This is an archive of the discontinued LLVM Phabricator instance.

AMDGPU: Add optimization patterns to combine fp32->fp16 conversions
Needs ReviewPublic

Authored by pendingchaos on Dec 1 2018, 10:57 AM.

Details

Summary

This has a build_vector (or equivalent) of the low or high words of a
cvt_pkrtz_f16_f32 be selected to a single v_cvt_pkrtz_f16_f32.

Diff Detail

Event Timeline

pendingchaos created this revision.Dec 1 2018, 10:57 AM

I don't have commit access.

arsenm added inline comments.Dec 16 2018, 10:32 PM
lib/Target/AMDGPU/AMDGPUISelDAGToDAG.cpp
2102

Capitalize and punctuate

2137–2138

I think you should need only one or the other here, not both. Either way, you could move this out of the function (and I think there's a wrapper for this somewhere already)

2148

You can use the constructor directly without the extra = APFloat

2182

Capitalize hi

2211–2216

computeKnownBits?

lib/Target/AMDGPU/SIInstructions.td
1583

Should use isVI, or maybe these should be distinguished by GCN3Encoding? Needs a comment for why these are separated

test/CodeGen/AMDGPU/cvt_pkrtz_f16_f32_combine.ll
24

Probably should explicitly test the different encodings for the different sub targets

pendingchaos added inline comments.Dec 17 2018, 1:24 PM
lib/Target/AMDGPU/AMDGPUISelDAGToDAG.cpp
2211–2216

I don't see how that would help with obtaining the source of the low/high 16 bits (the cvt_pkrtz node) and end up make the code more generic/smaller? Since it would still have to match for "and(cvt_pkrtz(v, ), 0xffff)" and such.

I just realized that this function could handle cvt_pkrtz(v, 0) and cvt_pkrtz(0, v) (without any ands or shifts). Should I make it so (and do something similar for SelectCvtRtzF16F32)?

lib/Target/AMDGPU/SIInstructions.td
1583

Since all GCN versions support the VOP3a form, shouldn't it use isGCN (to combine the modifiers into the instruction on SI/CI)?

The VOP2 form is only supported on SI/CI, so isSICI is used.

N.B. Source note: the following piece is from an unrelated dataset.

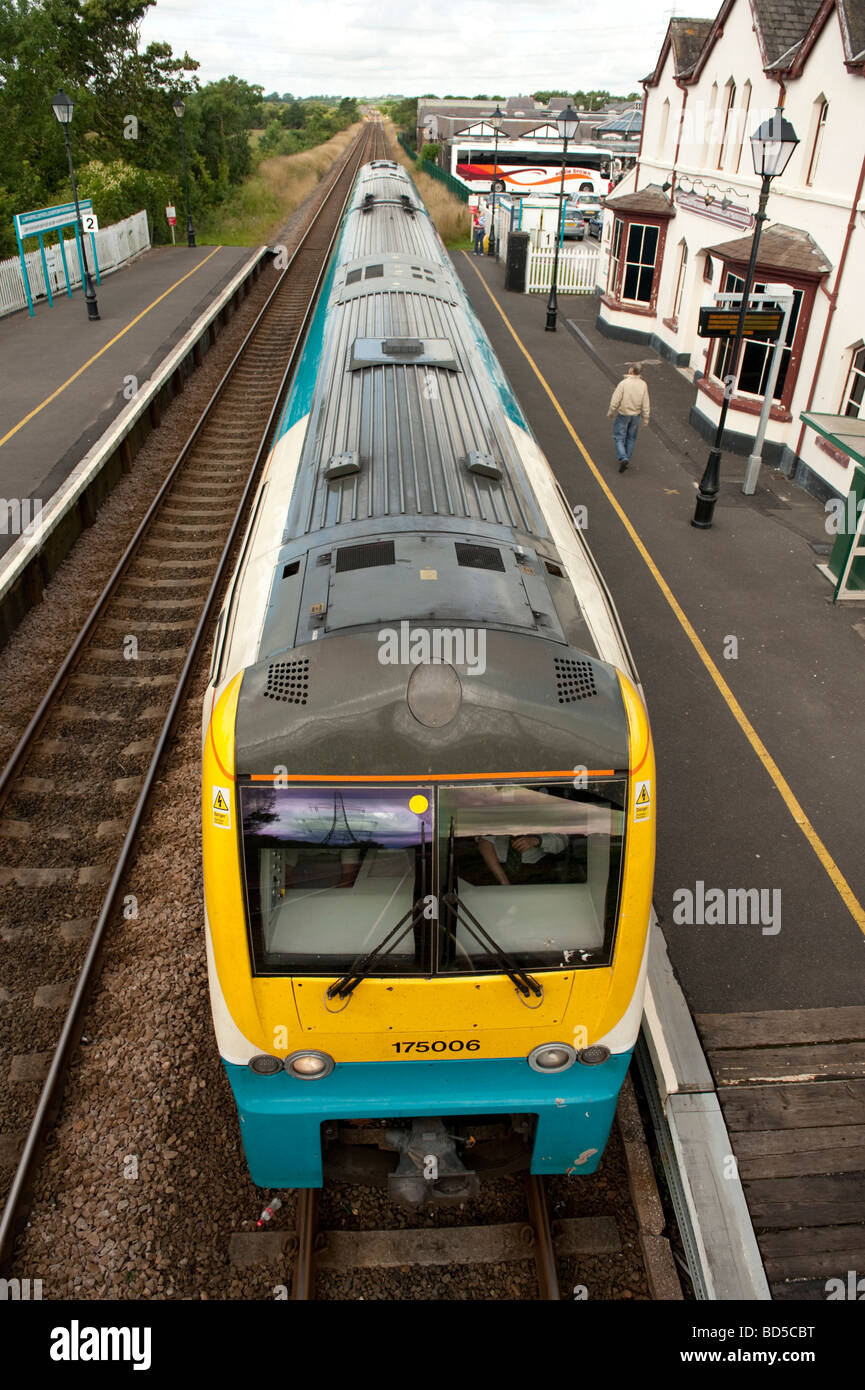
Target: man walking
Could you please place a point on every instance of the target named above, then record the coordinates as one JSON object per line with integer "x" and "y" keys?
{"x": 629, "y": 402}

IIRC VOP2 ended up being used when no modifiers could be folded.

arsenm added inline comments.Jan 21 2019, 3:00 PM
lib/Target/AMDGPU/SIInstructions.td
1583

isGCN is obsolete and should be removed anywhere it's used.

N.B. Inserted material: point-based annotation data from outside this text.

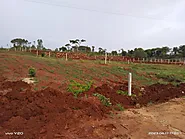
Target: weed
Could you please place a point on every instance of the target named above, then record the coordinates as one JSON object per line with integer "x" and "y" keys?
{"x": 103, "y": 99}
{"x": 86, "y": 96}
{"x": 149, "y": 103}
{"x": 32, "y": 72}
{"x": 120, "y": 107}
{"x": 77, "y": 88}
{"x": 169, "y": 78}
{"x": 22, "y": 89}
{"x": 42, "y": 54}
{"x": 120, "y": 92}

Since we try to shrink instructions later, we only want to select the _e64 version when possible

In this update:

  • The 64-bit encodings are always selected and SelectCvtRtzF16F32*Mods() have been removed.
  • SelectCvtRtzF16F32() is now implemented with SelectCvtRtzF16F32Lo().
  • cvt_pkrtz(v, 0) and cvt_pkrtz(0, v) are handled in SelectCvtRtzF16F32LoHiImpl().
  • The test explicitly tests the different encodings for the different sub targets.
  • The getConstantValue() helper is used.
arsenm added inline comments.Apr 7 2020, 2:11 PM
lib/Target/AMDGPU/AMDGPUISelDAGToDAG.cpp
2147

Constant folding during selection is pretty weird. Can we just do this in InstSimplify?